Inside the snug confines of the human ear lies a bony structure, curly and shaped like a seashell. This structure, called the cochlea, contains little hairy cells that vibrate when sounds pass through. These slight vibrations emerge as faint sounds—hard to detect, but still traceable—and they are different in healthy ears compared to those with hearing loss.
Detecting these faint sounds, known as otoacoustic emissions, could be the key to screening for hearing loss among children in low-resource countries, where audiology equipment can be hard to come by. Traditional devices can cost thousands of dollars. Now, in Nature Biomedical Engineering, a team at the University of Washington writes that they have developed a test sensitive enough to detect hearing loss that relies only on a conventional smartphone, earbuds, and microphone.
“Growing up in India, we never had any kind of universal hearing screening,” says Shyamnath Gollakota, a computer scientist at the University of Washington who led the study. “Using these devices, we actually have an opportunity to enable universal hearing screening across the world—it’s pretty exciting.”
Measuring otoacoustic emissions is a boon for testing very young patients because it requires no behavioral response. “If you’re an adult, you can go to the doctor, the doctor can play different frequencies in your ear and ask you to raise your hand if you can hear the sound,” says Gollakota. “You can’t do that with a newborn baby.”
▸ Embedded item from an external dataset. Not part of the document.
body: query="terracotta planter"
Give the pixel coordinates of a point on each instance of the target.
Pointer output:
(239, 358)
And screening in newborns is critical. Without early identification, children can be put at an “enormous developmental disadvantage,” wrote Carolyn Jenks, a pediatric otolaryngologist at Johns Hopkins University, in an email. While testing right after birth is standard in the United States, it is often unavailable in economically developing nations or rural areas with few resources.
Excluding the smartphone, the team estimates that the rest of their setup costs about $10: $5 for the earbuds, about $2 for the microphone, and the rest for tubing and sealing materials. By using off-the-shelf products, Gollakota says,“We’re leveraging the exponential pace of innovation in computing and mobile devices that has happened in the last 20 years.”
The team tested their homebrew setup’s sensitivity and accuracy on 201 people who ranged from one week to 20 years old at Seattle Children’s Hospital and the Center on Human Development and Disability at the University of Washington. The scientists recruited the patients by simply asking those who came for regular appointments—many of whom had hearing loss of different types—if they would be interested in joining the study.
To conduct the test, the scientists would insert the earbuds, seal them snugly, and send a pair of sound tones into the ear. If the ear’s hair cells are healthy, “the cochlea will respond in an automatic and involuntary way—producing another tone at another independent frequency,” says Justin Chan, one of the study’s coauthors.
These response emissions are picked up by the external microphone that passes the tones to a phone app the scientists designed, which uses signal processing algorithms to measure the emissions. The app checks four frequencies commonly used for hearing tests. Each one indicates that at that particular frequency, the hair cells are vibrating properly, and the cochlea is passing back the correct sound.